State v. Boyce

SCOLNIK, Justice.

The defendant, Donald Boyce, appeals from his jury trial conviction in Superior Court, Aroostook County, of operating a motor vehicle while his operator’s license was under revocation as a result of an adjudication as an habitual offender, 29 M.R.S.A. § 2298 (Supp.1983-1984). The single issue on appeal is whether the presiding justice erroneously instructed the jury that the statutory presumption, 29 M.R.S.A. § 2298,1 was a compulsory inference. See Sandstrom v. Montana, 442 U.S. 510, 99 S.Ct. 2450, 61 L.Ed.2d 39 (1979); M.R.Evid. 303.

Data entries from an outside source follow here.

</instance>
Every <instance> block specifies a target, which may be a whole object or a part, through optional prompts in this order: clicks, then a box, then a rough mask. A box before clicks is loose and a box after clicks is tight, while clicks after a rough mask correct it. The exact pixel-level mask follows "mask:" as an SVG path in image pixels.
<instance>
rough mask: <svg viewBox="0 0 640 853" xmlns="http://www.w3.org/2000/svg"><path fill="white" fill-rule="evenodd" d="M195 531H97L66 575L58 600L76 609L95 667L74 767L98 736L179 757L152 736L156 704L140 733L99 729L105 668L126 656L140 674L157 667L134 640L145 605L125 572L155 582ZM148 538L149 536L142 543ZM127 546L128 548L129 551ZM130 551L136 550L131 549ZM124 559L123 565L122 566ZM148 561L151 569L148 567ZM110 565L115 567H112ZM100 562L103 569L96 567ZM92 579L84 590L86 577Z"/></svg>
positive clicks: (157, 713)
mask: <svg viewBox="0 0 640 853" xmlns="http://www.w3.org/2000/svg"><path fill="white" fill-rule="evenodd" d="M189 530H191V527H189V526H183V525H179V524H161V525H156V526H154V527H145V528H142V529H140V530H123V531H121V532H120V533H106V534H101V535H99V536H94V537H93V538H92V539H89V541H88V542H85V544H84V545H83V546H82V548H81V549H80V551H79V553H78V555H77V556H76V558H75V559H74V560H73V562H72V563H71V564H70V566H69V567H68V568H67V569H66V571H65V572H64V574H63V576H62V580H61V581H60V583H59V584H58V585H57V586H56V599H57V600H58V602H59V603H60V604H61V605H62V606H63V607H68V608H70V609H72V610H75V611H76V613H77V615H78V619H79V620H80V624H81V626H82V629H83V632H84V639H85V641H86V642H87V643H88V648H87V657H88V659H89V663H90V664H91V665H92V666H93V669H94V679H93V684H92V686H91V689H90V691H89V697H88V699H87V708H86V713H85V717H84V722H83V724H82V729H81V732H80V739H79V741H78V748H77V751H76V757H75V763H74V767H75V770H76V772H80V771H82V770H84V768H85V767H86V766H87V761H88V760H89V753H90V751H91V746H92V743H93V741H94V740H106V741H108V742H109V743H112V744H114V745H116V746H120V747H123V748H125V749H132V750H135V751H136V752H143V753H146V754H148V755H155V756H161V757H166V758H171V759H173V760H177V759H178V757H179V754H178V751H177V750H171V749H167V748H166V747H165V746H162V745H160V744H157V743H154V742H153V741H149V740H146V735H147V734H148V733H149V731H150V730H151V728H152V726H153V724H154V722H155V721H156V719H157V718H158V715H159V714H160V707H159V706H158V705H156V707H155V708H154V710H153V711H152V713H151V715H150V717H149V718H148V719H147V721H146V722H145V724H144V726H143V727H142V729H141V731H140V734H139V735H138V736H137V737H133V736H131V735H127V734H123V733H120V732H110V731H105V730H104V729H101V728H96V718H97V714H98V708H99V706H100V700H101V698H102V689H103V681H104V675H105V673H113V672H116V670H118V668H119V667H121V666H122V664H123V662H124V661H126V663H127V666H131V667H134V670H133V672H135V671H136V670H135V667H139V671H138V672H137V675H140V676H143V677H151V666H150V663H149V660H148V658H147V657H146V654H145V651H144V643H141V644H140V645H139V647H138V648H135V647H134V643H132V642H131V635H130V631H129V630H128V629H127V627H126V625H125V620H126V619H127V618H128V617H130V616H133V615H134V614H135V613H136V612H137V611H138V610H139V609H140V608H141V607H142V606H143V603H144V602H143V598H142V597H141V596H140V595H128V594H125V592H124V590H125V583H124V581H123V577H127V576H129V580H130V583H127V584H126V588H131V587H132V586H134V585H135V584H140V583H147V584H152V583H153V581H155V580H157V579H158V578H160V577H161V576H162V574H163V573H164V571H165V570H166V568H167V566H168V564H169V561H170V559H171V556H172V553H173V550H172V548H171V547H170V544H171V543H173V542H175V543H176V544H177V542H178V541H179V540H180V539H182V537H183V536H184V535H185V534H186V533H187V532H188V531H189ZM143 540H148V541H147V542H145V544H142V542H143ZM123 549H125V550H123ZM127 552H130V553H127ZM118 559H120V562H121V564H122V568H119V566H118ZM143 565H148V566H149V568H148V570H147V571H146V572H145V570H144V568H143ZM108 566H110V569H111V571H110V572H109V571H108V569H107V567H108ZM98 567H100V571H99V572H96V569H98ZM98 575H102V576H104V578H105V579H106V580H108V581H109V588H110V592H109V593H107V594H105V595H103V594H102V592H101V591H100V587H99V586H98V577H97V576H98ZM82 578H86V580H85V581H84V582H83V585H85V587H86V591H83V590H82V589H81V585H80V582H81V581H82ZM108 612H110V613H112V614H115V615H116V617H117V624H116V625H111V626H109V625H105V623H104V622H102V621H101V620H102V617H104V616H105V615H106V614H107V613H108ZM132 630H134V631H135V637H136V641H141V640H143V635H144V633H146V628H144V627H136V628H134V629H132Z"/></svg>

The error, if any, was harmless. M.R. Crim.P. 52(a). The defendant testified that at the time of his arrest, he was indeed operating a motor vehicle while his license was under a revocation resulting from his adjudication as an habitual offender. Because the defendant thus conceded the presumed fact, any error as to the instruction regarding the presumption was harmless. See, e.g., Conway v. Anderson, 698 F.2d 282 (6th Cir.), cert. denied, — U.S. -, 103 S.Ct. 3092, 77 L.Ed.2d 1352 (1983); United States v. Fricke, 684 F.2d 1126 (5th Cir.1982), cert. denied, - U.S. -, 103 S.Ct. 1250, 75 L.Ed.2d 480 (1983); Lamb v. Jernigan, 683 F.2d 1332 (11th Cir.1982), cert. denied, - U.S. -, 103 S.Ct. 1276, 75 L.Ed.2d 496 (1983) (Unconstitutional burden-shifting jury instruction is harmless error where evidence overwhelmingly establishes guilt).

The entry is:

Judgment affirmed.

All concurring.

. “... If the name and date of birth of the person being prosecuted under this section are the same as the habitual offender whose privilege to operate has been revoked, then there shall be a presumption that that person is the same person whose license was revoked under this chapter.” 29 M.R.S.A. § 2298.